If you do decide to do this for them remember that organising all the people will be largely down to you. If it's a formal set of pictures there can be a lot of people to gather togther, and what's going to happen when Auntie Maureen has gone missing or is gossiping with a friend and doesn't want to be drawn away?
Then there's the weather, what are you going to do if the wedding day is wet & windy, and if it's the months of May to August which we laughingly call summer? Do you have enough lighting for a group of 20+ inside a darkened church? Studio flash gear is available for hire quite cheap, but do you know how to use it, and who is going to help you set it all up? Even in daylight you're going to need a flash with you for fill.

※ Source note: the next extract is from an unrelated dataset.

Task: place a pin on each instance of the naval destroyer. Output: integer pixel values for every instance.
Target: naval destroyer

Then after you come home with a camera full of shots, you have somewhere around two days of post processing work seperating the wheat from the chaff, and putting together a set of shots which tell the story of the day, which you feel happy with and you feel others will too.
What about printing and albums? Because you can end up with an administrative nightmare when you get 20+ orders for prints, have you thought about where you'll get them from, how long it will take, and what you will charge ? (chance to make some profit here).
The happy couple are going to want an album with all their pics in, have you mounted prints before? Do you know where to get the albums and how much they will cost?
The lenses which you have at the moment are the basic kits ones nothing wrong with that, but you would get far better results from upgrading the standard zoom to something like a Sigma 17 - 70mm or an 18 - 50mm f/2.8. None of the lenses you mention are very fast, and on a crop sensor, it will be difficult to develop a good bokeh (background blur). It would take a minimum of f/2.8 so you will also need a faster lens, and Canon have a nice cheap option for you, the 50mm f/1.8 which you can buy brand new for just £80
But when I think about it, I have to agree with Norman, I think it's a terrible impositon by people who probably have no concept of whats involved. I wouldn't do it for less that £1000 probably an average cost, but there's good reason why it costs that much - the amount of work involved to do it properly.